Here are four lessons I’ve learnt about creating a happy and rewarding professional life:
1. Listen to uncertainty and make a change
I have watched so many friends stuck in a sort of limbo, toing and froing in prolonged indecision. “I’ll just stick it out until the end of the year,” they’ll say. Or, “You know, it doesn’t feel right, but I can’t do anything about it right now”. People are paralysingly afraid of change, especially if they’ve selected a path and become overly-attached to an envisaged outcome. But doing nothing only entrenches this powerless state of being. Any thoughts about improving a “wrong direction” are neutralised without action. Clarity comes from engagement which comes from thought. Call it a chain reaction. It’s important to realise that it’s OK – and in fact, the gateway to possibilities – to adjust your course.
2. Don’t let money rule
You will not be genuinely happy in your job if you let money rule. I say that with full confidence. Focusing on income levels will suck you dry.
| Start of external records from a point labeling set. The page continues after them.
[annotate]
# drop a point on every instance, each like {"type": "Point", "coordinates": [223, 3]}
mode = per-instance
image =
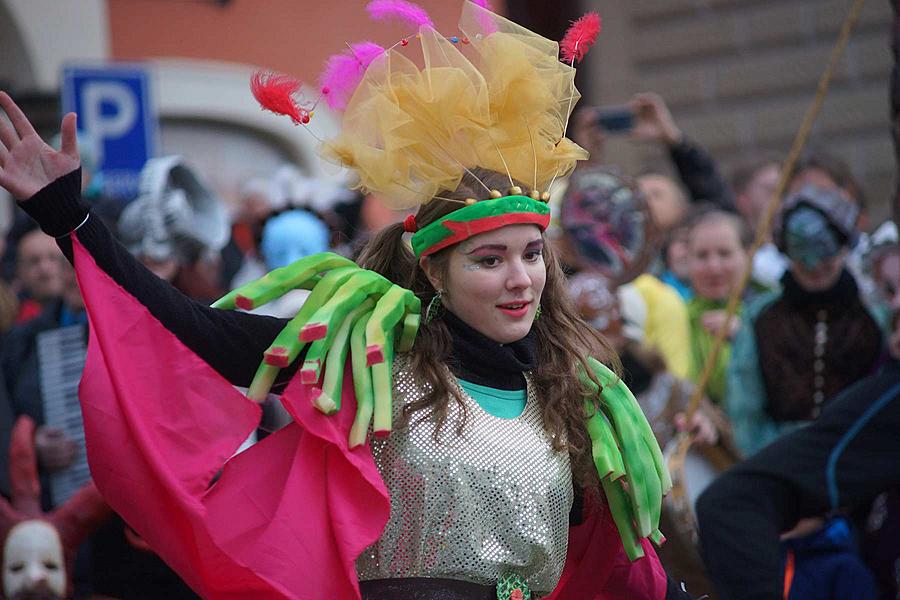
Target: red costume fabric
{"type": "Point", "coordinates": [287, 517]}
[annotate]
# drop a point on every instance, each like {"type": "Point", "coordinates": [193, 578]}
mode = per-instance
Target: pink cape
{"type": "Point", "coordinates": [286, 518]}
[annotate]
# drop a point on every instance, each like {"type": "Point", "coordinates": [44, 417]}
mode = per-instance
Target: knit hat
{"type": "Point", "coordinates": [292, 235]}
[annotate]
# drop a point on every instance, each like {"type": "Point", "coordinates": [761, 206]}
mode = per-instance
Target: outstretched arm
{"type": "Point", "coordinates": [47, 184]}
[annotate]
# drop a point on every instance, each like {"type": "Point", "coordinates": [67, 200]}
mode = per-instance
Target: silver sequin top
{"type": "Point", "coordinates": [471, 507]}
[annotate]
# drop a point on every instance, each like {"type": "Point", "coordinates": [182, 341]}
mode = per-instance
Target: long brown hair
{"type": "Point", "coordinates": [564, 340]}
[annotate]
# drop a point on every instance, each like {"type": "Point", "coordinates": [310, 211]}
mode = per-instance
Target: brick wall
{"type": "Point", "coordinates": [740, 74]}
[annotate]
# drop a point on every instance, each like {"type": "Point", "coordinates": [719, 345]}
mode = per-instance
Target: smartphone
{"type": "Point", "coordinates": [614, 118]}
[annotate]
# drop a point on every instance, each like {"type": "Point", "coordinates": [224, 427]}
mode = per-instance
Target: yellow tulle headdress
{"type": "Point", "coordinates": [496, 97]}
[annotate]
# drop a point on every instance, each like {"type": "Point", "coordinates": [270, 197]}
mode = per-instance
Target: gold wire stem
{"type": "Point", "coordinates": [762, 232]}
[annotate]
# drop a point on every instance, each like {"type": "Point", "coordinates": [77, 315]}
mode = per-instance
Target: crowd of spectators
{"type": "Point", "coordinates": [653, 260]}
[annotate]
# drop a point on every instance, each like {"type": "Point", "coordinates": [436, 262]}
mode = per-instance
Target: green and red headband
{"type": "Point", "coordinates": [475, 218]}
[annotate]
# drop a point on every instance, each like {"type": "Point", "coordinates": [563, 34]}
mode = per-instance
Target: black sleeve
{"type": "Point", "coordinates": [700, 174]}
{"type": "Point", "coordinates": [843, 459]}
{"type": "Point", "coordinates": [231, 342]}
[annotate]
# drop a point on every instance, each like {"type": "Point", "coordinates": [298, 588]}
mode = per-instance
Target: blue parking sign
{"type": "Point", "coordinates": [114, 105]}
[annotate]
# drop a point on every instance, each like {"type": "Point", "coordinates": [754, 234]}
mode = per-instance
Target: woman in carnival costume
{"type": "Point", "coordinates": [519, 465]}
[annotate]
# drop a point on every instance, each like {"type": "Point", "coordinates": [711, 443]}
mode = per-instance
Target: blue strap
{"type": "Point", "coordinates": [862, 421]}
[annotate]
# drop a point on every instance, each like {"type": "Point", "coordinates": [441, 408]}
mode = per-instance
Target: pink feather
{"type": "Point", "coordinates": [275, 92]}
{"type": "Point", "coordinates": [580, 37]}
{"type": "Point", "coordinates": [344, 71]}
{"type": "Point", "coordinates": [409, 13]}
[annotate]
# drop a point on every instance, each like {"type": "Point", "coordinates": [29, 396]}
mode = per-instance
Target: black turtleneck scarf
{"type": "Point", "coordinates": [481, 360]}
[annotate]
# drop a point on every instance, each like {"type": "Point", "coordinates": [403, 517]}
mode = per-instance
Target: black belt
{"type": "Point", "coordinates": [425, 588]}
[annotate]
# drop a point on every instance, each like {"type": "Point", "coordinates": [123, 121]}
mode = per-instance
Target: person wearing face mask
{"type": "Point", "coordinates": [717, 255]}
{"type": "Point", "coordinates": [38, 549]}
{"type": "Point", "coordinates": [808, 341]}
{"type": "Point", "coordinates": [465, 357]}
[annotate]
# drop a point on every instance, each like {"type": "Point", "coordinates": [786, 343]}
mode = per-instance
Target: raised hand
{"type": "Point", "coordinates": [653, 121]}
{"type": "Point", "coordinates": [27, 163]}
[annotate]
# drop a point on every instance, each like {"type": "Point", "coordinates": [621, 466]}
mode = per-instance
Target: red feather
{"type": "Point", "coordinates": [275, 92]}
{"type": "Point", "coordinates": [580, 37]}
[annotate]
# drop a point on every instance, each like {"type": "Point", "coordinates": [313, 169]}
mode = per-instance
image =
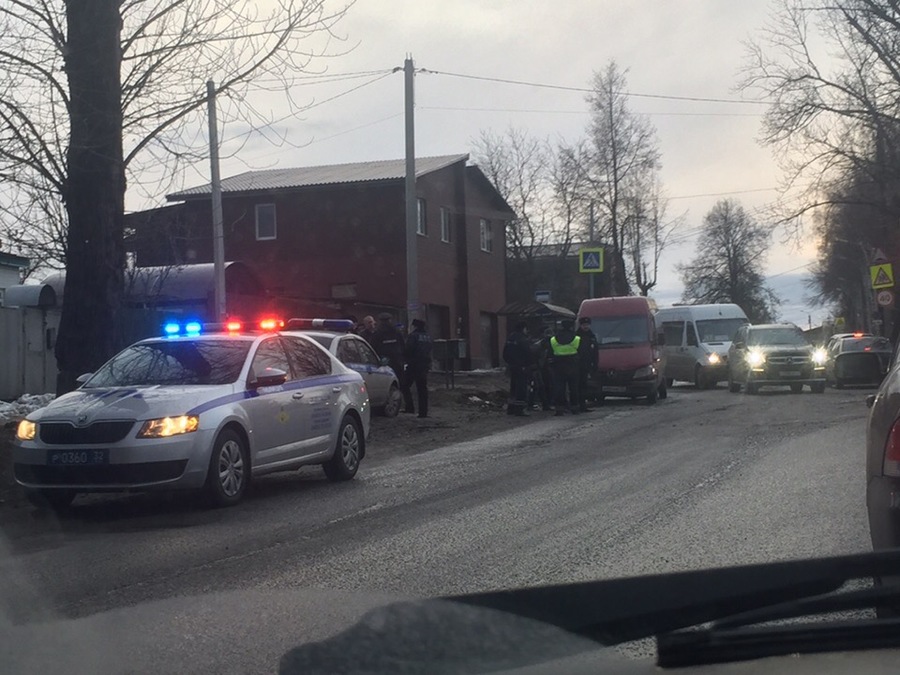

If instead you find a role where your contributions, relationship-building and overall impact are valued, doors will open, new opportunities will emerge, and, eventually, the money will look after itself.
3. Distinguish between your social and professional self
A month ago, I took part in DISC personality profiling and discovered a lot. My high score in the “I” profile was particularly thought-provoking. I realised how, since a young age, I’ve grown to actively (and sometimes a little desperately) seek acceptance from others. I’ve read this can be referred to as the social self; that default natural setting driven by the desire to be liked. The appeal of “likeability” is drilled into us early on, and while it’s not always a bad thing, I have found that when it shows up in the workplace, it can be quite damaging. I know now that I need to make a conscious distinction between my social self and my professional self; and ask myself daily what’s more important – to be liked or to be respected and valued. This deliberate thought process is the only way I can choose who I want to be in my professional life. It helps me to not take matters too personally and appreciate the lessons in each problem or challenge – as well as to keep moving forward.
4. Celebrate others
While I feel I’ve always been attuned to recognising others’ accomplishments, wattsnext has grown my appreciation of how this works. As a team, we congratulate each other daily on the wins, big or small, and that energy helps to produce even more of these moments. I know that somehow, to allow the success of colleagues to inspire you is to attract the same success for yourself.
Reflect on the shape of a fulfilling career for you; search for that imagined feeling when you’re “successful”. While such questions may not seem immediately or easily answerable, I know I’ll persistently return to them for all the guidance I need along a career (and life) track that satisfies and sustains me. I’ve learnt to tune out to the noise of being told what we should want. A full and purposeful life happens only from the inside out.